Our food arrived, and we dove into the ridiculous portions. The pizza was perfect—wood-fired with creative toppings that somehow worked together.

"What about you?" he asked, stealing one of my fries. "Any significant relationships?"

"One," I admitted. "Lasted eight months, which was a record for me. He was a lawyer, very proper, very... beige."

"Beige?"

"Everything in his life was neutral. His apartment, his clothes, his personality. He was pretty much exactly the same, all the time—no big emotions of any type, decidedly risk-averse. He liked that I was “bubbly”—as he called it—at first. Said I brought excitement to his life. But then the excitement became exhausting. I was too loud at his firm dinners, too spontaneous for his scheduled life, too everything."

"His loss," Rhett said simply.

"That's what everyone says, but after a while you start to wonder if maybe you really are too much.

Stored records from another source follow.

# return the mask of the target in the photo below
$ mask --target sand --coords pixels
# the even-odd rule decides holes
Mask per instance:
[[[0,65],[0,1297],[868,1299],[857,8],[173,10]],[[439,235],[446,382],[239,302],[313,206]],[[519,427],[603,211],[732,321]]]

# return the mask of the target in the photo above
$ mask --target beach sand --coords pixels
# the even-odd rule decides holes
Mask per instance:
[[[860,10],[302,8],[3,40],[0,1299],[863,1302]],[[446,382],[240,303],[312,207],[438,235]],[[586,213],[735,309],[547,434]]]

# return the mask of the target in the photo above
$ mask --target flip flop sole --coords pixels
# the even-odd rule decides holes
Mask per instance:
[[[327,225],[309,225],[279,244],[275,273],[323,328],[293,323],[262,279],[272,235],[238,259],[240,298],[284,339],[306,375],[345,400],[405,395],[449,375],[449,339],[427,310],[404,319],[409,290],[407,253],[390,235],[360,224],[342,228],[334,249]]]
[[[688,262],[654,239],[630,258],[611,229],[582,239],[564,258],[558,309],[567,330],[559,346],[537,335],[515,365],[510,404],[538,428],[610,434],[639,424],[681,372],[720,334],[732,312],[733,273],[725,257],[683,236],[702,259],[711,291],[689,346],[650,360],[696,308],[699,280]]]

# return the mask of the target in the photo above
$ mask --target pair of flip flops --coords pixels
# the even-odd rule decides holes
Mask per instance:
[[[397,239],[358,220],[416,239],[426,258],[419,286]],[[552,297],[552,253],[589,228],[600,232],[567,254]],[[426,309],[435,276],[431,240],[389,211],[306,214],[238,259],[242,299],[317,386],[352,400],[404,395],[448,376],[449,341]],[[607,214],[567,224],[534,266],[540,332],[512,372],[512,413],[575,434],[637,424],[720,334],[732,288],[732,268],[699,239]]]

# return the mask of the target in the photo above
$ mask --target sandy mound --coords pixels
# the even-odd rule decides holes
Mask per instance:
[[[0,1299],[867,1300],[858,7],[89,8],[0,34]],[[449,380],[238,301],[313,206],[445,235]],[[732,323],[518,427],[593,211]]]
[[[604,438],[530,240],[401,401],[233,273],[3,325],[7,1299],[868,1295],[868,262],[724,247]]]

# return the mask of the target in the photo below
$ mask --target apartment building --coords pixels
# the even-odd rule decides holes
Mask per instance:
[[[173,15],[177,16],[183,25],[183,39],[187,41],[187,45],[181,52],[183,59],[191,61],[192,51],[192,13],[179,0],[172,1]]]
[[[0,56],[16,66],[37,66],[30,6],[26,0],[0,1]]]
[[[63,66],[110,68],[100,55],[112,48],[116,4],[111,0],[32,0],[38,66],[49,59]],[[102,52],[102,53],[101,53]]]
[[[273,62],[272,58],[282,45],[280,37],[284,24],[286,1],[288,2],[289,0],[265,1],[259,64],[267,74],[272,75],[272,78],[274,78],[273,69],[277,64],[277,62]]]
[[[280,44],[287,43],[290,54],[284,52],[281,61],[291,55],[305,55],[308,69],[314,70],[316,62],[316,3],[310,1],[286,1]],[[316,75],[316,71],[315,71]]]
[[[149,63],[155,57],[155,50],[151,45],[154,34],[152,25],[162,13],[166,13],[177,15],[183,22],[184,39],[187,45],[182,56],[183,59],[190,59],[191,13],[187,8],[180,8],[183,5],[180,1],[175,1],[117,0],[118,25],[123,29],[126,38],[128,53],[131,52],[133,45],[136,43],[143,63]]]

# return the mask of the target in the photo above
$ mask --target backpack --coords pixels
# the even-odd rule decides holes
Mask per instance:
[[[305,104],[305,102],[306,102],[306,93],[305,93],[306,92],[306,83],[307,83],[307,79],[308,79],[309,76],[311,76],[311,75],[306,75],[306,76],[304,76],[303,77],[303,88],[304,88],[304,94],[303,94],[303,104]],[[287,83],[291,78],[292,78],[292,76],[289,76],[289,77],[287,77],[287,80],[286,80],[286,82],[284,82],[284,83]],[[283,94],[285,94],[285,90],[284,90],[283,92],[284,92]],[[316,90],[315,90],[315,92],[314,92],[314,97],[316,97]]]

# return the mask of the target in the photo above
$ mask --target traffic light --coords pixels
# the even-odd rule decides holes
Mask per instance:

If maybe you should try to dial it back, be less... you."

"Don't." The conviction in his voice made me look up from my pizza. "Don't dim yourself for anyone."

"Being alone is better than being with someone who doesn't appreciate who you are."

"Speaking from experience?"

"Very much so."

We continued eating, the conversation flowing to lighter topics—his kids (Eliza was acing med school, Aiden had just sold his first painting), my business (December was crazy but January was dead), the upcoming town events.

"So what's your plan?" I asked, stealing a bite of his pizza. "Long-term, I mean."

He was quiet for a moment. "That's what keeps me up at night. My mother's care gets more complex every month. She's still in her own home now, but that won't last forever. I've been looking at memory care facilities, but none of them feel right."

"That must be hard."

"It's impossible. How do you choose a place for someone who spent fifty years making a home for everyone else? She ran that bakery like it was the town's living room. Everyone was welcome, everyone was family." His voice caught slightly. "Now I have to decide if she stays in the house with round-the-clock care or moves somewhere with more support. And then there's my career—Boston wants an answer, but how can I commit to eighty-hour weeks when she needs me here?"